Proposed Intervention in Syria
There are obvious comparisons between the current considerations being given to intervention in Syria and the previous political processes which led to the NATO intervention in Kosovo in 1999 and the Western invasion of Iraq in 2003:
- The UN Security Council is unlikely to permit an intervention in Syria, just as it refused to permit the interventions in Kosovo and Iraq. Russia and China would use their vetoes.
- A long-range bombing strike against Syria’s chemical weapons capability is being compared to NATO’s intervention in Kosovo: intended to help civilians, but illegal in international law.
- The Western political rhetoric is about military intervention, not about treating the use of chemical weapons as a crime which could be prosecuted in the International Criminal Court.
- As a result of opposition pressure, the British government is waiting for UN weapons-inspectors to establish the facts – unlike the political impulsiveness of the decision to invade Iraq 10 years ago without waiting for proof of the existence of weapons of mass destruction.
- The American government has talked itself into having to make an intervention in Syria, but there is disagreement about how heavy it should be and it might not be popular.
There would be risks attached to any intervention, especially without UN agreement, but it is reported that “The United States, Britain and France say they can act with or without a U.N. Security Council resolution”. There would be less risk if a reformed UN could prevent a government from harming its own citizens.
A leading article in The New Statesman – http://www.newstatesman.com/politics/2013/08/leader-syria-case-not-proven – argues for a negotiated partition of the country as a non-interventionist option. It might result in less slaughter than other options. It would leave Assad with some power.

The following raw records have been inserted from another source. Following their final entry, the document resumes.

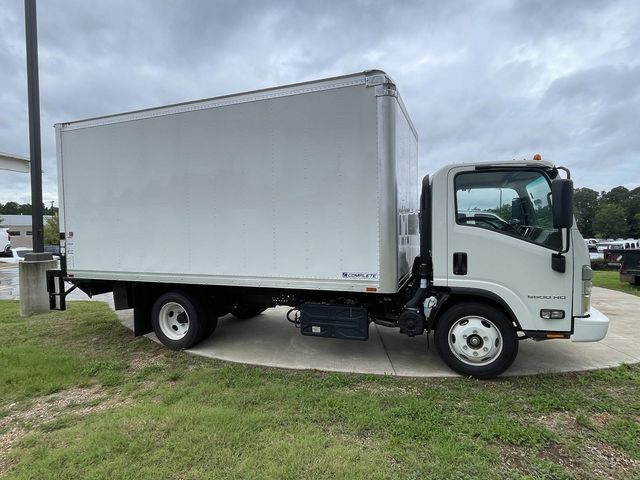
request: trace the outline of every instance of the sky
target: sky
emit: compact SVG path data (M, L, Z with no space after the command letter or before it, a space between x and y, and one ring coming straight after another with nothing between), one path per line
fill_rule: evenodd
M24 3L0 0L0 151L29 154ZM636 0L38 2L45 202L53 124L378 68L420 172L532 158L576 187L640 185ZM0 202L30 201L0 171Z

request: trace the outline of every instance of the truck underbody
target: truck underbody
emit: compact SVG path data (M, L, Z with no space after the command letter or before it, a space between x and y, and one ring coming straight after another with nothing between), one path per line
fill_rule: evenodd
M276 306L290 307L287 320L299 328L302 335L316 337L367 340L372 322L398 328L410 337L429 334L447 310L474 304L501 311L513 331L519 332L517 340L545 338L547 332L522 331L504 301L489 292L429 287L428 274L421 276L420 273L428 272L428 264L419 260L416 258L411 276L395 294L79 279L64 275L63 270L50 271L48 288L52 309L65 309L65 295L75 288L90 297L112 292L116 310L133 309L136 336L155 331L161 340L168 340L163 341L166 346L174 349L189 348L203 340L215 330L218 318L225 315L249 318ZM65 282L73 285L66 292ZM167 296L172 302L190 304L187 309L193 309L189 315L191 328L195 322L202 326L200 333L188 342L163 339L157 322L154 324L158 301L166 300ZM567 332L562 337L569 335ZM554 338L559 336L556 334ZM489 378L498 373L490 369L486 374L474 375Z

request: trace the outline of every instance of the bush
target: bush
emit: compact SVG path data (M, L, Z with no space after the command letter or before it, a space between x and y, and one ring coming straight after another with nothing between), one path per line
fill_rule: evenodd
M58 212L54 213L51 218L47 218L44 226L44 243L45 245L60 245L60 218Z

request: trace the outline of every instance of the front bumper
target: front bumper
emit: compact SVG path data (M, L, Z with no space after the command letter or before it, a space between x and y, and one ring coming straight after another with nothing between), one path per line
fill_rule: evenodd
M609 318L593 307L588 317L574 317L572 342L597 342L607 335Z

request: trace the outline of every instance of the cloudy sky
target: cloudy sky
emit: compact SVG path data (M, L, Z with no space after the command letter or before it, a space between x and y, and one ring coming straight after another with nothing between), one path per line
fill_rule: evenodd
M56 122L380 68L420 166L543 158L576 186L640 185L640 2L38 3L44 198ZM22 0L0 0L0 151L28 155ZM0 171L0 202L30 199Z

A leading article in The Economist – http://www.economist.com/node/21584329 – defends the proposed short sharp US intervention in Syria by arguing that it is necessary to preserve Western credibility. It would not remove Assad and nor would it bring the civil war to an end. President Obama has expressed his desire to intervene, though he is letting the matter be debated in Congress before doing so.
There is another way, also leaving Assad in power. Russia argues that President Assad may not have given the order to use chemical weapons. If that were so, he would ideally use the country’s legal system to swiftly, and very publicly, pursue those who did give the order. This is not practicable in a country at war, but the Rome Statute of the International Criminal Court was designed for just such a situation: to act when the country cannot credibly do so for itself. The international community should use the ICC to pursue the offenders.
Bombing is not an effective way of prosecuting human rights violations, or of restoring order.